Je sens que maman est bien plus bouleversée que moi par cette histoire.

Je prends ses mains et lui dis :

- Ne t’inquiète pas… Je suis là non…sain et sauf et Jordan va bien, sa blessure n’est pas si grave!

Elle se relève et son air de femme forte reprend le dessus :

- Je ne m’inquiète pas…. Prépare-toi, on sort dans 30 minutes avec ton frère !

- On va où ?

- A l’hôpital, voir ton ami !

Je ne peux vraiment protester. A peine j’ai le temps de prendre un livre et mon ordi dans une sacoche que je me retrouve dans la 4 X 4 d’Armel avec maman qui tient son chapelet et sa bible en main. 

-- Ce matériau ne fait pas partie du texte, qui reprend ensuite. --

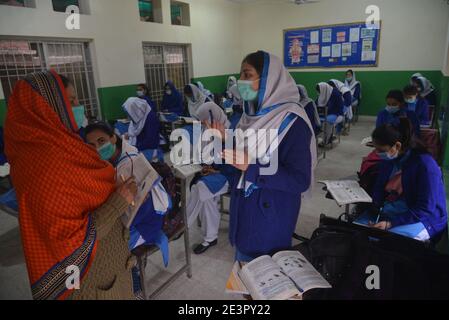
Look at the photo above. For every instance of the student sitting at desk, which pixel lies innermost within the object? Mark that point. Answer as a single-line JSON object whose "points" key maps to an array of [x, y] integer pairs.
{"points": [[417, 104], [195, 98], [409, 189], [395, 110], [146, 228], [346, 94], [426, 90], [143, 131], [209, 186], [310, 107], [172, 101], [331, 98]]}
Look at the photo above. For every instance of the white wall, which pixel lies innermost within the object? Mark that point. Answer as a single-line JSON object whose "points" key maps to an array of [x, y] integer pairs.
{"points": [[413, 31], [117, 34]]}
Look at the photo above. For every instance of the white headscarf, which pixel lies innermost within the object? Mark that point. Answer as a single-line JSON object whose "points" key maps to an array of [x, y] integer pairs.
{"points": [[305, 100], [325, 94], [278, 99], [198, 99], [138, 111], [427, 86], [340, 86], [353, 84]]}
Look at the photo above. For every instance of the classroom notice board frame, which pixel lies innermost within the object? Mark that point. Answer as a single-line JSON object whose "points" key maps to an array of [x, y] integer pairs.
{"points": [[332, 46]]}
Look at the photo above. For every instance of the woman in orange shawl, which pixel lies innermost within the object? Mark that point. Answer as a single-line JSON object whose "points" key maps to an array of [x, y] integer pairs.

Nous sommes en partance pour le Plateau.

Il n’y a pas grand monde sur place. Nous trouvons juste la mère de Jordan et son petit frère encore nourri aux seins. Je pense qu’elle a passé seule la nuit là. La fatigue se lit sur le visage de la pauvre dame.

Jordan, couché dort paisiblement. 

Je laisse Maman trouvée les mots « chrétiens » pour soulager la sienne et je m’approche de lui.

Il est dans une tenue de patient de couleur  blanche, ses lèvres sont sèches, son visage  pâle et mon cœur se froisse quand je le vois…

Mon cœur se froisse quand je le vois...

Mon frère pose une main sur mon épaule en disant :

- Courage frangin, d’ici quelque temps, ton ami sera en forme!

J’ai envie de lui dire de la fermer… Mais bon…

Ma mère nous fait faire une prière et vers 9h, décide de nous laisser. D’une façon surprenante, elle me demande de rester aider la mère de Jordan :

- Tu rentreras à midi ou l’après-midi, si tu veux…

Mon frère me fait un clin d’œil et tous les deux partent.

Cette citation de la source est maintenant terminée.